Мы вошли в прорыв под Кёнигсбергом вместе с 89-й танковой бригадой. Немецкие танки нас отсекли и прижали. Всю ночью отстреливались прямой наводкой. Раненых человек восемь набилось в санитарную машину. Надо было проскочить. Пирожков говорит: «Я поеду через пригорок в медсанбат». Только они поднялись – вышел танк и расстрелял машину. Там на горе их и похоронили. Под утро прислали штук десять Т-34, но поздно – в том бою полдивизиона погибло. Это были самые большие потери за всю войну.

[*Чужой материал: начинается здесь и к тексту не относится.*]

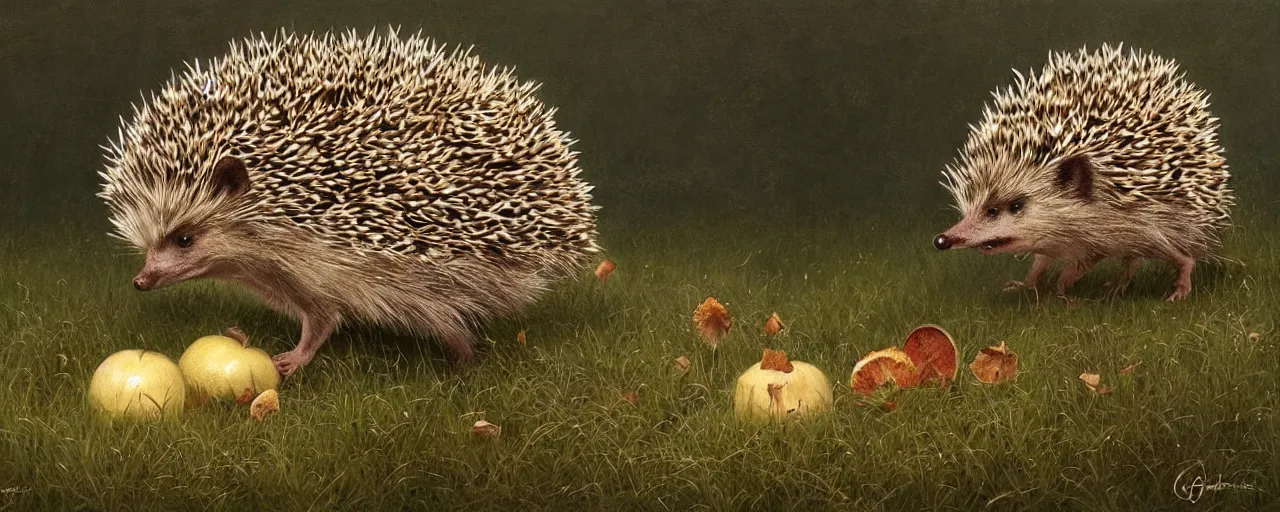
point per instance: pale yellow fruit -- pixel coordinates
(227, 369)
(776, 388)
(140, 384)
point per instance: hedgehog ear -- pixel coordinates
(231, 177)
(1075, 177)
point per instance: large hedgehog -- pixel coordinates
(344, 177)
(1102, 155)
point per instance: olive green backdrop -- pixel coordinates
(684, 109)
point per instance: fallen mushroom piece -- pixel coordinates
(1095, 383)
(264, 405)
(995, 365)
(603, 272)
(882, 368)
(485, 430)
(935, 355)
(682, 364)
(712, 321)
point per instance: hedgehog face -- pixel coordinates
(1029, 214)
(196, 248)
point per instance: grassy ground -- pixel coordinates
(383, 423)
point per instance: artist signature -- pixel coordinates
(1193, 483)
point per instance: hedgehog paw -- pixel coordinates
(1013, 286)
(291, 361)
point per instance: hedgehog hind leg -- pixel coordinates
(316, 329)
(1073, 273)
(1183, 287)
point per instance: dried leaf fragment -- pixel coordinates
(773, 325)
(264, 405)
(712, 321)
(776, 361)
(995, 365)
(682, 364)
(882, 368)
(604, 269)
(1095, 383)
(485, 430)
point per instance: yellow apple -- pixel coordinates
(140, 384)
(225, 368)
(776, 388)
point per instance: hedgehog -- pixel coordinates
(1105, 154)
(382, 179)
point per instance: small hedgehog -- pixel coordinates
(1101, 155)
(341, 177)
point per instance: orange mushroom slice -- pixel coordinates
(882, 368)
(935, 355)
(995, 365)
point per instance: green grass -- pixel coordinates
(379, 421)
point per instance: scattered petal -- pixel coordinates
(485, 430)
(682, 364)
(935, 355)
(995, 365)
(712, 321)
(1095, 383)
(776, 360)
(264, 405)
(773, 325)
(881, 368)
(603, 272)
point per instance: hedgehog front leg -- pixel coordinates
(1184, 263)
(316, 329)
(1073, 273)
(1038, 265)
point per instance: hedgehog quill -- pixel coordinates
(1101, 155)
(341, 177)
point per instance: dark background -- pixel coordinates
(684, 109)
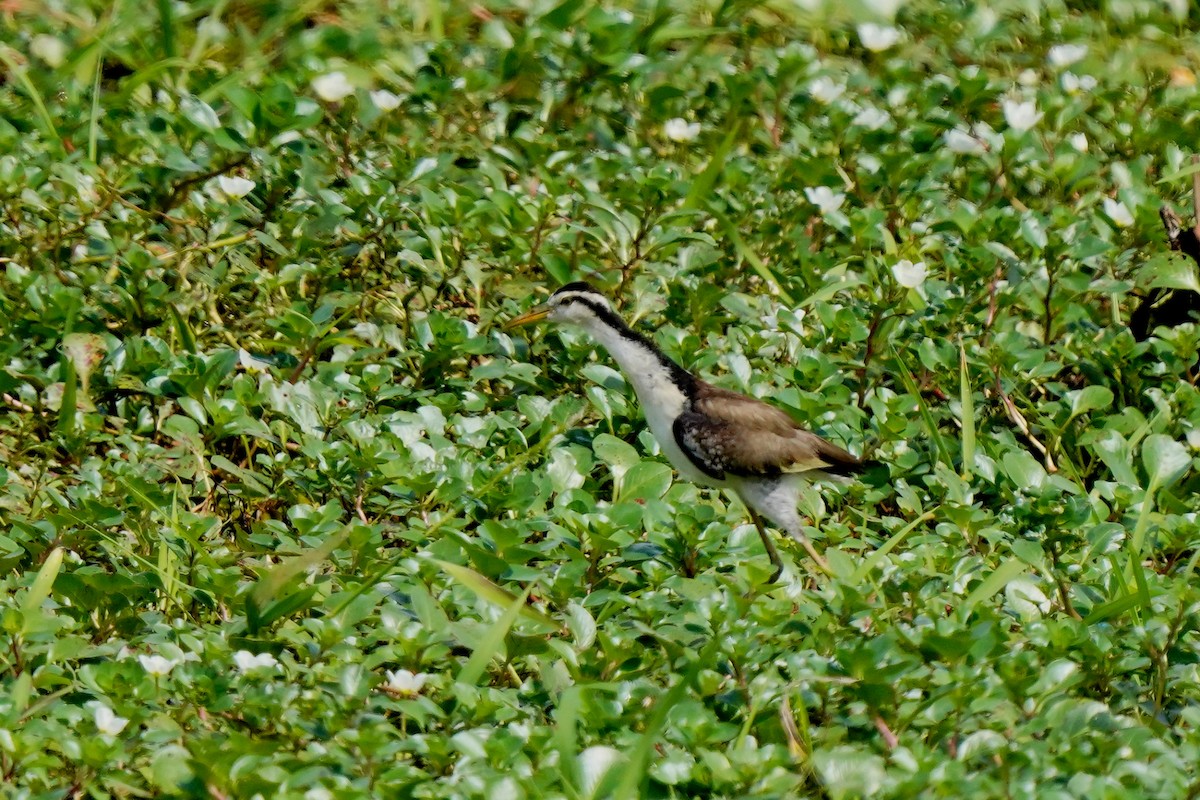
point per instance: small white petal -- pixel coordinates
(910, 275)
(826, 90)
(1117, 212)
(1063, 55)
(233, 186)
(406, 681)
(594, 763)
(247, 661)
(958, 140)
(1021, 115)
(107, 721)
(333, 86)
(156, 666)
(384, 100)
(681, 130)
(825, 198)
(49, 49)
(877, 38)
(871, 118)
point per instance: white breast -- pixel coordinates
(660, 398)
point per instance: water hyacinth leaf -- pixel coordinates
(1090, 398)
(647, 480)
(1165, 459)
(1169, 270)
(1024, 470)
(995, 582)
(1116, 453)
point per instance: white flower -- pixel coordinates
(1021, 115)
(871, 118)
(232, 186)
(107, 721)
(156, 666)
(910, 275)
(1073, 84)
(958, 140)
(247, 661)
(1063, 55)
(877, 38)
(826, 89)
(594, 763)
(49, 49)
(406, 683)
(825, 198)
(333, 88)
(681, 130)
(1117, 212)
(385, 101)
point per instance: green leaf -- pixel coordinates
(493, 594)
(995, 582)
(40, 589)
(1024, 470)
(1165, 459)
(1089, 398)
(490, 647)
(647, 480)
(1169, 270)
(967, 413)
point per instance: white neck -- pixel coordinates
(660, 397)
(651, 378)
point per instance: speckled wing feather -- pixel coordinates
(726, 433)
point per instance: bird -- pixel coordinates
(712, 435)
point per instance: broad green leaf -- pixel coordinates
(1169, 270)
(1089, 398)
(1024, 470)
(1165, 459)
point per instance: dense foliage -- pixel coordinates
(285, 511)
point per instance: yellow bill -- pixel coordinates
(534, 316)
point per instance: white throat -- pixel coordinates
(661, 400)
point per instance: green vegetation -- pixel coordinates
(285, 511)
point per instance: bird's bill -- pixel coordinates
(535, 316)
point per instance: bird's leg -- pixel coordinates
(769, 545)
(797, 535)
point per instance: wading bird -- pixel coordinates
(712, 435)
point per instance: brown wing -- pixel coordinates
(730, 433)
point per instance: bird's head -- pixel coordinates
(576, 304)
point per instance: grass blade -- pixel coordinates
(967, 410)
(994, 583)
(492, 593)
(490, 645)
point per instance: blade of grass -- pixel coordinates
(967, 411)
(490, 645)
(41, 588)
(270, 585)
(493, 594)
(43, 114)
(874, 559)
(94, 122)
(994, 583)
(910, 383)
(748, 254)
(639, 758)
(703, 184)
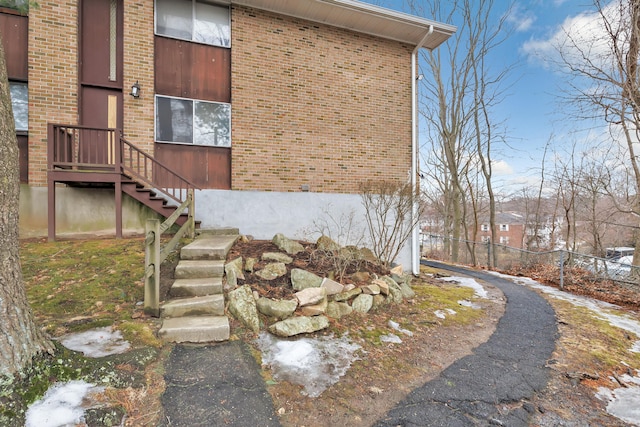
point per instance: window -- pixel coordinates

Конечно, и до этого теряли, но не так много. Самое тягостное впечатление у меня осталось от эпизода, случившегося весной 42-го. У нас был начальник штаба, Женя Преображенский, выходец из аристократии. Красивый парень, высокий. Он отличался от всех нас. Какая-то в нем породистость была. Я помню, еще снег кое-где лежал. Его ранило. Мы его вытащили, посадили к березке. Он сидит. Очнулся. Врач сказал: «Не надо везти, не поможет». Открыл глаза и говорит: «А знаете, ребята, я ведь ни одной девочки за всю жизнь не поцеловал», – и умер. Под березкой этой мы его и похоронили.
Дальность у М-8 – 4700 метров. Значит, подтягивали установки близко к переднему краю. Конечно, закапывались. Делали запасные позиции. Попадало и от артиллерии, и от авиации. В основном авиация. В летней кампании под Брянском за нами немцы просто гонялись. Рама как нас засечет, так над нами и ползает. Это значит, каждые тридцать минут – бомбежка. Спаслись – врассыпную. На дивизион давался зенитный взвод. В нем должно было быть два орудия 37-мм и два ДШК. ДШК были, а пушек не было. А что эти пулеметы могли сделать? В основном спасали лопаты. Солдаты были хорошие, все понимали. Они же видели, что мы их стараемся беречь, поэтому и нас они берегли. Один раз я только солдата побил. В конце войны, я уже начштаба дивизиона был, разрешали посылки посылать домой раз в месяц до 5 кг. Пашков – хороший солдат, мастер на все руки, наводчик нашел какой-то тазик и собрался его домой послать. Тут крик: «Танки! К бою!» А он с этим тазиком от орудия бегом. Я его догнал, таз вырвал, как дал им ему по голове, и он молча побежал к орудию. На следующий день приходит смершевец: «Ростислав, говорят, у тебя Пашков вчера убежал от орудия». – «Откуда ты взял?! Ты что?! Ничего не было!». Он улыбается. Солдаты на это не обижались, но и я имел право так поступить, поскольку не дрейфил, и солдат берег!
– Какова была тактика применения «катюш»? Стреляли и сразу уезжали?
– Необязательно – чепуха это. Вот когда были в 10-й армии, так командующий сказал: «Стрельнете и езжайте на другой фланг». А это 80 км! В 1942 г. стали применяться кочующие установки. Обычно огневые позиции оттянуты в тыл километра на 4. А тут выбирали какую-нибудь цель, подъезжали ночью вплоть до нейтральной полосы, шарахнули и – ходу! За «кочевку» давали дополнительно 150 граммов спирта. Этим пользовались начпроды. Напишут в ведомости: «На кочевку выезжало 40 человек», а я с собой всего человек 12 брал, ну и прикрытие пехотное, конечно, было. Половину маржи получали мы, командиры. Так что у нашего старшины (хороший мужик, из Нижнего. Мы его звали «Тыща», потому что он произносил не «тысяча», а «тыща») всегда было две фляжки на всякий случай. Вот один раз мы этим кочующим орудием здорово стрельнули. Потом уже нам донесли, что мы у немцев публичный дом в лесу разнесли. Так рады были! Всем солдатам медали дали. (Байка, про «катюши», накрывшие публичный дом, видимо, была довольно распространенной на фронте. Она встречается и в воспоминаниях других ветеранов, воевавших на разных фронтах. – А.Д.)